Cassini’s RADAR has charted the areas of the lakes and seas near the pole, but has also bounced signals off the lake beds in the first depth soundings of an extraterrestrial sea.
“Ligeia Mare turned out to be just the right depth for radar to detect a signal back from the sea floor, which is a signal we didn’t think we’d be able to get,” said Mastrogiuseppe. A maximum depth of around 170 meters, similar to Lake Michigan, was found, and the lake was crystal clear to RADAR eyes.
The total volume of Ligeia is put at 9000 cubic kilometres and it is filled not with water, but with hydrocarbon fluids.

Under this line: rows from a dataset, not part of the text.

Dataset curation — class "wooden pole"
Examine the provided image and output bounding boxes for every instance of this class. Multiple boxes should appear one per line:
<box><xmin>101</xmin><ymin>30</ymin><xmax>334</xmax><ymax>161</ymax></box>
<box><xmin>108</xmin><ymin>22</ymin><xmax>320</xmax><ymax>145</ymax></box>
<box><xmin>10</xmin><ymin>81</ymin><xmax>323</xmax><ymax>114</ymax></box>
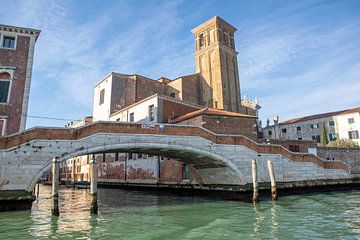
<box><xmin>90</xmin><ymin>158</ymin><xmax>98</xmax><ymax>214</ymax></box>
<box><xmin>71</xmin><ymin>158</ymin><xmax>76</xmax><ymax>184</ymax></box>
<box><xmin>268</xmin><ymin>160</ymin><xmax>278</xmax><ymax>201</ymax></box>
<box><xmin>252</xmin><ymin>159</ymin><xmax>259</xmax><ymax>203</ymax></box>
<box><xmin>51</xmin><ymin>157</ymin><xmax>59</xmax><ymax>216</ymax></box>
<box><xmin>36</xmin><ymin>182</ymin><xmax>40</xmax><ymax>198</ymax></box>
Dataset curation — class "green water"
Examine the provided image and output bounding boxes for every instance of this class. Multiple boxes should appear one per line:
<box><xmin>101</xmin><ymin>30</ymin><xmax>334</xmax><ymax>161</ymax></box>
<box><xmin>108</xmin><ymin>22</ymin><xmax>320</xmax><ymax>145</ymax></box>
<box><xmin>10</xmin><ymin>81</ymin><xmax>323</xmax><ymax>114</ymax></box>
<box><xmin>0</xmin><ymin>186</ymin><xmax>360</xmax><ymax>240</ymax></box>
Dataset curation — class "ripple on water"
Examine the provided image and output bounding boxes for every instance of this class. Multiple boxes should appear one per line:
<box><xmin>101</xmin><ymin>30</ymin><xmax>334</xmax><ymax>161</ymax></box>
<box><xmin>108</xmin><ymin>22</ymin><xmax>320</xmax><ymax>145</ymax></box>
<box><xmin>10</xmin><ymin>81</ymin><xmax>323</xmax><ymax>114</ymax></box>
<box><xmin>0</xmin><ymin>186</ymin><xmax>360</xmax><ymax>240</ymax></box>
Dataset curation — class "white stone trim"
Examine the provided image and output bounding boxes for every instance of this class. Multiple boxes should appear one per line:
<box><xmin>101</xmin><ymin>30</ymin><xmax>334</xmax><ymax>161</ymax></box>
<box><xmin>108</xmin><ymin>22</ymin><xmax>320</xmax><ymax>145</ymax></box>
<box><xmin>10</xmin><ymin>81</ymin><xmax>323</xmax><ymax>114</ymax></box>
<box><xmin>19</xmin><ymin>36</ymin><xmax>36</xmax><ymax>132</ymax></box>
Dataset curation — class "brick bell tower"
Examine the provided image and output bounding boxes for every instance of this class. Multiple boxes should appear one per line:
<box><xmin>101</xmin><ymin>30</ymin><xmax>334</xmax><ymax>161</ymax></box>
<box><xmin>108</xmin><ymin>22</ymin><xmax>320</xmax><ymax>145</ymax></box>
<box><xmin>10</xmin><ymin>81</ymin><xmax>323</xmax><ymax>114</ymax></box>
<box><xmin>191</xmin><ymin>16</ymin><xmax>241</xmax><ymax>112</ymax></box>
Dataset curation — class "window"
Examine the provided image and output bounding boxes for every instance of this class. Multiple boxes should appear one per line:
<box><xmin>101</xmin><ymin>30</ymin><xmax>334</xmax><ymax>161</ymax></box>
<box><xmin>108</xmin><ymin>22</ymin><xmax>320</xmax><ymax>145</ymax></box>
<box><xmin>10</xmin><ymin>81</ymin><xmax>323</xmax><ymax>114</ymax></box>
<box><xmin>2</xmin><ymin>36</ymin><xmax>15</xmax><ymax>48</ymax></box>
<box><xmin>329</xmin><ymin>133</ymin><xmax>337</xmax><ymax>141</ymax></box>
<box><xmin>311</xmin><ymin>123</ymin><xmax>319</xmax><ymax>129</ymax></box>
<box><xmin>99</xmin><ymin>89</ymin><xmax>105</xmax><ymax>105</ymax></box>
<box><xmin>289</xmin><ymin>145</ymin><xmax>300</xmax><ymax>152</ymax></box>
<box><xmin>182</xmin><ymin>164</ymin><xmax>190</xmax><ymax>179</ymax></box>
<box><xmin>0</xmin><ymin>72</ymin><xmax>11</xmax><ymax>103</ymax></box>
<box><xmin>349</xmin><ymin>130</ymin><xmax>359</xmax><ymax>139</ymax></box>
<box><xmin>149</xmin><ymin>105</ymin><xmax>155</xmax><ymax>122</ymax></box>
<box><xmin>311</xmin><ymin>135</ymin><xmax>320</xmax><ymax>143</ymax></box>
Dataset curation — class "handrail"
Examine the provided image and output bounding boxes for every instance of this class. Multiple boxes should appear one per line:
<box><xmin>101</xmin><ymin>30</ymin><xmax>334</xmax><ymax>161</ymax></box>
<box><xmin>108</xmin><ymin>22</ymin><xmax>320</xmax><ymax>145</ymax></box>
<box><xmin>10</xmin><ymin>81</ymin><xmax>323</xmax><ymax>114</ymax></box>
<box><xmin>0</xmin><ymin>122</ymin><xmax>350</xmax><ymax>173</ymax></box>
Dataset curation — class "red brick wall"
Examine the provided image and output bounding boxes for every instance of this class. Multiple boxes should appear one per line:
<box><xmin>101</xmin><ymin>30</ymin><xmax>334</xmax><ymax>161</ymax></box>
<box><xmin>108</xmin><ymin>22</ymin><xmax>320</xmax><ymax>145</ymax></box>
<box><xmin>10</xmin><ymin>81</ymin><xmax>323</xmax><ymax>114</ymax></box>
<box><xmin>178</xmin><ymin>115</ymin><xmax>257</xmax><ymax>140</ymax></box>
<box><xmin>162</xmin><ymin>99</ymin><xmax>199</xmax><ymax>122</ymax></box>
<box><xmin>269</xmin><ymin>139</ymin><xmax>316</xmax><ymax>153</ymax></box>
<box><xmin>182</xmin><ymin>74</ymin><xmax>201</xmax><ymax>105</ymax></box>
<box><xmin>0</xmin><ymin>36</ymin><xmax>30</xmax><ymax>134</ymax></box>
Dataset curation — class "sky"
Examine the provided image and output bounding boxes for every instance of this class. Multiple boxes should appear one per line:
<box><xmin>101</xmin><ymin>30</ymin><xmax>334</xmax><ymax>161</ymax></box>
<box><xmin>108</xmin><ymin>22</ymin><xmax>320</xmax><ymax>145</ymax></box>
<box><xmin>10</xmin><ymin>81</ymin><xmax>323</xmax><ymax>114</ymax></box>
<box><xmin>0</xmin><ymin>0</ymin><xmax>360</xmax><ymax>128</ymax></box>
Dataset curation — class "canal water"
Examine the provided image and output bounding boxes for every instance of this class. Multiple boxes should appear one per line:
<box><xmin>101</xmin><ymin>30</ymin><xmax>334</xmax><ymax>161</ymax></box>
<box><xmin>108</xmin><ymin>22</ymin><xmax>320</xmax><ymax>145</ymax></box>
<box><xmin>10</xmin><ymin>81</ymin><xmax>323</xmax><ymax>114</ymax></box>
<box><xmin>0</xmin><ymin>186</ymin><xmax>360</xmax><ymax>240</ymax></box>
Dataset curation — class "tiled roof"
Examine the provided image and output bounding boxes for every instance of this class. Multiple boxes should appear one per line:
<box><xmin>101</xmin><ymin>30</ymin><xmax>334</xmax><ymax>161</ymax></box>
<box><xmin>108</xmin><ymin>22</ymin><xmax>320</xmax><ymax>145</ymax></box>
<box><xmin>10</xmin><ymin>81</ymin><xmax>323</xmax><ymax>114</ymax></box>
<box><xmin>280</xmin><ymin>107</ymin><xmax>360</xmax><ymax>124</ymax></box>
<box><xmin>174</xmin><ymin>108</ymin><xmax>256</xmax><ymax>122</ymax></box>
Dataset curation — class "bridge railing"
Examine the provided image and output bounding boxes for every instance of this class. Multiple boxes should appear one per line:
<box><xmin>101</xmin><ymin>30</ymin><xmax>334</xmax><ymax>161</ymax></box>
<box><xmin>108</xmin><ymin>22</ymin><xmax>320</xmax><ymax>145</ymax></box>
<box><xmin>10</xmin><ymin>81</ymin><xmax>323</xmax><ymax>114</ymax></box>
<box><xmin>0</xmin><ymin>122</ymin><xmax>350</xmax><ymax>173</ymax></box>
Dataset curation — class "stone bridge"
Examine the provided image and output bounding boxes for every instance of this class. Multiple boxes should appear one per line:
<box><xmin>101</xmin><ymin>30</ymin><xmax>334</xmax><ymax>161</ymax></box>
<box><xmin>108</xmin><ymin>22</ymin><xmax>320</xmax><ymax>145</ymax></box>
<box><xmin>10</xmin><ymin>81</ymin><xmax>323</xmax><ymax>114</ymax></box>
<box><xmin>0</xmin><ymin>122</ymin><xmax>350</xmax><ymax>195</ymax></box>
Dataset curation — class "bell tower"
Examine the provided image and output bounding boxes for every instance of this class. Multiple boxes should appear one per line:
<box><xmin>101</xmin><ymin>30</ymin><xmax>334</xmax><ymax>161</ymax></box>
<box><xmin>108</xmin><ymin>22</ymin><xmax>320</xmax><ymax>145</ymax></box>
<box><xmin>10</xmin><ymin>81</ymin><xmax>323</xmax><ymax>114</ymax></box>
<box><xmin>191</xmin><ymin>16</ymin><xmax>241</xmax><ymax>112</ymax></box>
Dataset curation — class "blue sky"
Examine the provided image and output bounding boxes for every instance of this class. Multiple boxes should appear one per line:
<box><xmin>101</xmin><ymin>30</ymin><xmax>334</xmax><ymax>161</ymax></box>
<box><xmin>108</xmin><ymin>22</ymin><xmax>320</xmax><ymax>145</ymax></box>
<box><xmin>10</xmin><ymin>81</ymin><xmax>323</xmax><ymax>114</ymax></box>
<box><xmin>0</xmin><ymin>0</ymin><xmax>360</xmax><ymax>127</ymax></box>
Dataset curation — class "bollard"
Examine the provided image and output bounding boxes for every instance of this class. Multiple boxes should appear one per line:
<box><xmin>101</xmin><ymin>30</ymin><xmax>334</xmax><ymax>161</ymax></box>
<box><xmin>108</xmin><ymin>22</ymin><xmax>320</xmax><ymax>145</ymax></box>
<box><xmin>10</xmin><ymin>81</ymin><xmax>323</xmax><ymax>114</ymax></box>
<box><xmin>51</xmin><ymin>157</ymin><xmax>59</xmax><ymax>216</ymax></box>
<box><xmin>90</xmin><ymin>159</ymin><xmax>98</xmax><ymax>214</ymax></box>
<box><xmin>252</xmin><ymin>159</ymin><xmax>259</xmax><ymax>203</ymax></box>
<box><xmin>71</xmin><ymin>158</ymin><xmax>76</xmax><ymax>187</ymax></box>
<box><xmin>268</xmin><ymin>160</ymin><xmax>278</xmax><ymax>201</ymax></box>
<box><xmin>36</xmin><ymin>183</ymin><xmax>40</xmax><ymax>198</ymax></box>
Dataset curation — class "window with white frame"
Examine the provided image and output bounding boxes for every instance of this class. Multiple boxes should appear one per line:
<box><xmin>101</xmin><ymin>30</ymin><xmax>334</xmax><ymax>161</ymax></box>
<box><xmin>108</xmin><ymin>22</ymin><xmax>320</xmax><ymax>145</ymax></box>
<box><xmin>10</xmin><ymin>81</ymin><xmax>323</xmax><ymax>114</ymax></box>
<box><xmin>1</xmin><ymin>36</ymin><xmax>15</xmax><ymax>48</ymax></box>
<box><xmin>348</xmin><ymin>130</ymin><xmax>359</xmax><ymax>140</ymax></box>
<box><xmin>329</xmin><ymin>133</ymin><xmax>337</xmax><ymax>141</ymax></box>
<box><xmin>0</xmin><ymin>72</ymin><xmax>11</xmax><ymax>103</ymax></box>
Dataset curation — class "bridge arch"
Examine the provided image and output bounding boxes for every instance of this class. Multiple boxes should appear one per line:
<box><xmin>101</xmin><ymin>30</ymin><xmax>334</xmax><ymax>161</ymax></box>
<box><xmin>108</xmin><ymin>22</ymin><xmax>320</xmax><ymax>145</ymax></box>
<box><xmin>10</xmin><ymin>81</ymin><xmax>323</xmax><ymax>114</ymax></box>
<box><xmin>28</xmin><ymin>142</ymin><xmax>246</xmax><ymax>191</ymax></box>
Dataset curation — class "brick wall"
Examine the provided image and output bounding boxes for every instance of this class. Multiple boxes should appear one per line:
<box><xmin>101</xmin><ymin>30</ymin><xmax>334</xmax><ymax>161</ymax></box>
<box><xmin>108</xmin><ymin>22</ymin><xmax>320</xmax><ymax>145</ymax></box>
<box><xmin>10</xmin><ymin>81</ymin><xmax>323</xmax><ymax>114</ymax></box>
<box><xmin>178</xmin><ymin>115</ymin><xmax>257</xmax><ymax>141</ymax></box>
<box><xmin>0</xmin><ymin>36</ymin><xmax>30</xmax><ymax>134</ymax></box>
<box><xmin>269</xmin><ymin>139</ymin><xmax>316</xmax><ymax>153</ymax></box>
<box><xmin>182</xmin><ymin>74</ymin><xmax>201</xmax><ymax>105</ymax></box>
<box><xmin>161</xmin><ymin>99</ymin><xmax>199</xmax><ymax>122</ymax></box>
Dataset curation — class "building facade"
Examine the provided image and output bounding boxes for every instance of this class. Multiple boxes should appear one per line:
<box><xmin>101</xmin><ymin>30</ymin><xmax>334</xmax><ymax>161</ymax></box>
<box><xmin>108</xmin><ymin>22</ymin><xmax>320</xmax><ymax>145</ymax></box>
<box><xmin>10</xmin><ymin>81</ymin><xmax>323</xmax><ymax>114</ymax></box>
<box><xmin>0</xmin><ymin>25</ymin><xmax>40</xmax><ymax>135</ymax></box>
<box><xmin>263</xmin><ymin>107</ymin><xmax>360</xmax><ymax>145</ymax></box>
<box><xmin>62</xmin><ymin>17</ymin><xmax>260</xmax><ymax>184</ymax></box>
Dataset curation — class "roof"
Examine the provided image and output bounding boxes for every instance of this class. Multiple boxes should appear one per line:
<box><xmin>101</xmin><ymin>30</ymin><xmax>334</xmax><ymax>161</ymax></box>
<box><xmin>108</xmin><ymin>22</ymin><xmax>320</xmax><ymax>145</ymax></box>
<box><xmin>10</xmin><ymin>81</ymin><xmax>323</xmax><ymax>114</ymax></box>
<box><xmin>0</xmin><ymin>24</ymin><xmax>41</xmax><ymax>39</ymax></box>
<box><xmin>173</xmin><ymin>108</ymin><xmax>256</xmax><ymax>122</ymax></box>
<box><xmin>191</xmin><ymin>16</ymin><xmax>237</xmax><ymax>33</ymax></box>
<box><xmin>280</xmin><ymin>107</ymin><xmax>360</xmax><ymax>124</ymax></box>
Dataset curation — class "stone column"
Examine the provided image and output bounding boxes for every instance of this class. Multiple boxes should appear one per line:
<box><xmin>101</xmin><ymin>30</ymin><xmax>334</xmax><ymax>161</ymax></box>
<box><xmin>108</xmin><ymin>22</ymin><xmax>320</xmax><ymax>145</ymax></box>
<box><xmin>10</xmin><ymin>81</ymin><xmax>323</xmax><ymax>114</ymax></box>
<box><xmin>51</xmin><ymin>157</ymin><xmax>59</xmax><ymax>216</ymax></box>
<box><xmin>90</xmin><ymin>158</ymin><xmax>98</xmax><ymax>214</ymax></box>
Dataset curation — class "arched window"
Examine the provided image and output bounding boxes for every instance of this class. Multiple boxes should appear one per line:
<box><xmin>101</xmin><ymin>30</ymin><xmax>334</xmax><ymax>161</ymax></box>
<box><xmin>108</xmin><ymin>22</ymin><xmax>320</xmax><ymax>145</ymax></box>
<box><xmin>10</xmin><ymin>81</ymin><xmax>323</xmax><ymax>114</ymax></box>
<box><xmin>199</xmin><ymin>34</ymin><xmax>204</xmax><ymax>48</ymax></box>
<box><xmin>0</xmin><ymin>72</ymin><xmax>11</xmax><ymax>103</ymax></box>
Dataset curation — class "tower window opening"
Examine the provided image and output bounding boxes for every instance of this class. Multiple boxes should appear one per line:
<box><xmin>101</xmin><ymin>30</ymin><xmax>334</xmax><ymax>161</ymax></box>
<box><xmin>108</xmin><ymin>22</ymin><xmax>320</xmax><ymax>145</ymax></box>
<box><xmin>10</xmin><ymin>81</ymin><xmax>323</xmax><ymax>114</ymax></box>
<box><xmin>199</xmin><ymin>34</ymin><xmax>204</xmax><ymax>47</ymax></box>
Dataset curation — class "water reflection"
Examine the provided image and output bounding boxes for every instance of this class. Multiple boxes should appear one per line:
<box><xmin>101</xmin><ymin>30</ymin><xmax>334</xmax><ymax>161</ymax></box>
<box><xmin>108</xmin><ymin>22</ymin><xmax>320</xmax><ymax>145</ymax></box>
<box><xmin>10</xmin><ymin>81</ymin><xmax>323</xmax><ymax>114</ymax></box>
<box><xmin>0</xmin><ymin>186</ymin><xmax>360</xmax><ymax>240</ymax></box>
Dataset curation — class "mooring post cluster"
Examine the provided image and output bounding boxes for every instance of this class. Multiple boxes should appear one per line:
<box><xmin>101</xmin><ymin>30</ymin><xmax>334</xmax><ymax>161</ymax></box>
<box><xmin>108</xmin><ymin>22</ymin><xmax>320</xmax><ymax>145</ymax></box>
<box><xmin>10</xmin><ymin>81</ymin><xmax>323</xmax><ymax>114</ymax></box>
<box><xmin>90</xmin><ymin>158</ymin><xmax>98</xmax><ymax>214</ymax></box>
<box><xmin>51</xmin><ymin>157</ymin><xmax>60</xmax><ymax>216</ymax></box>
<box><xmin>251</xmin><ymin>159</ymin><xmax>278</xmax><ymax>203</ymax></box>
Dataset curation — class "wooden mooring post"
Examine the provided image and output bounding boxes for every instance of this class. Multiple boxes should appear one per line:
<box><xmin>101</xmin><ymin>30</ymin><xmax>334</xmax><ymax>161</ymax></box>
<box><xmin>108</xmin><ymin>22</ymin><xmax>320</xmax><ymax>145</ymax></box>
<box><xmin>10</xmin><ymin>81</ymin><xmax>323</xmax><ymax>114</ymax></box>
<box><xmin>252</xmin><ymin>159</ymin><xmax>259</xmax><ymax>203</ymax></box>
<box><xmin>36</xmin><ymin>182</ymin><xmax>40</xmax><ymax>198</ymax></box>
<box><xmin>90</xmin><ymin>158</ymin><xmax>98</xmax><ymax>214</ymax></box>
<box><xmin>268</xmin><ymin>160</ymin><xmax>278</xmax><ymax>201</ymax></box>
<box><xmin>51</xmin><ymin>157</ymin><xmax>59</xmax><ymax>216</ymax></box>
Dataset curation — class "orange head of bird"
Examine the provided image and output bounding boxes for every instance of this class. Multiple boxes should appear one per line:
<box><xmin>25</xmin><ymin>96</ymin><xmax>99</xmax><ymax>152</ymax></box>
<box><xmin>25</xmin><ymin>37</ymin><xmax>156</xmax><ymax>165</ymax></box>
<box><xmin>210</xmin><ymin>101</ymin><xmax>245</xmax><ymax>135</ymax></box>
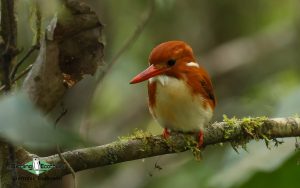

The total volume of the hydrocarbon Titanic seas corresponds to around 300 times that of Earth’s oil reserves, in a celestial body smaller than Earth.
The RADAR reflectivity suggests that the lakes are mainly filled with methane alongside a few other heavier hydrocarbon fluids. These include ethane and nitrogen. Alongside Ligiea sits another sea, Kraken. Comparable in size to the Caspian Sea here on Earth, Kraken is four or more times the area of Ligeia. Cassini will return to carry out bathometry of it in August 2014.
Jeffrey Kargel, from the University of Arizona Tucson, pointed out that the presence of extensive methane seas and lakes at Titan’s north pole makes worse a long acknowledged deficiency of heavier hydrocarbons expected from models of Titan’s chemistry. Among them are ethane, ethylene, propylene, acetylene and benzene – heavy hydrocarbons generated as sunlight causes chemical reactions in Titan’s soup of natural gas. Using visual imaging instruments Cassini has revealed that Titan has a northern polar cap larger than Greenland.
Bright deposits around the lakes show the nature of the solid surface. In a world that is difficult to imagine, crystallised heavy hydrocarbons form Titan’s crust, with suggestions of huge dune fields of solid hydrocarbon sand around the equator. While these equatorial “rocks” are saturated in ethane the polar regions appear to be made of methane.
We are now close to summer solstice on Saturn, and Titan has weather that changes with the seasons. Giant storms arise on Saturn, with jets of gas seen shooting from the south pole of cousin moon, Enceladus. A fly-by is planned in 2015 in which Cassini will fly through these plumes and take a closer look at Enceladus’ north pole.
Cassini is now in a set of intricate complicated orbits. Only 4% of its propulsion is left, and future fly-bys are largely powered by the gravitational fields of Saturn and its moons. The probe’s final journey, planned for September 2017 will skirt Saturn’s innermost ring and touch her atmosphere before finally succumbing to the giant planet’s grasp.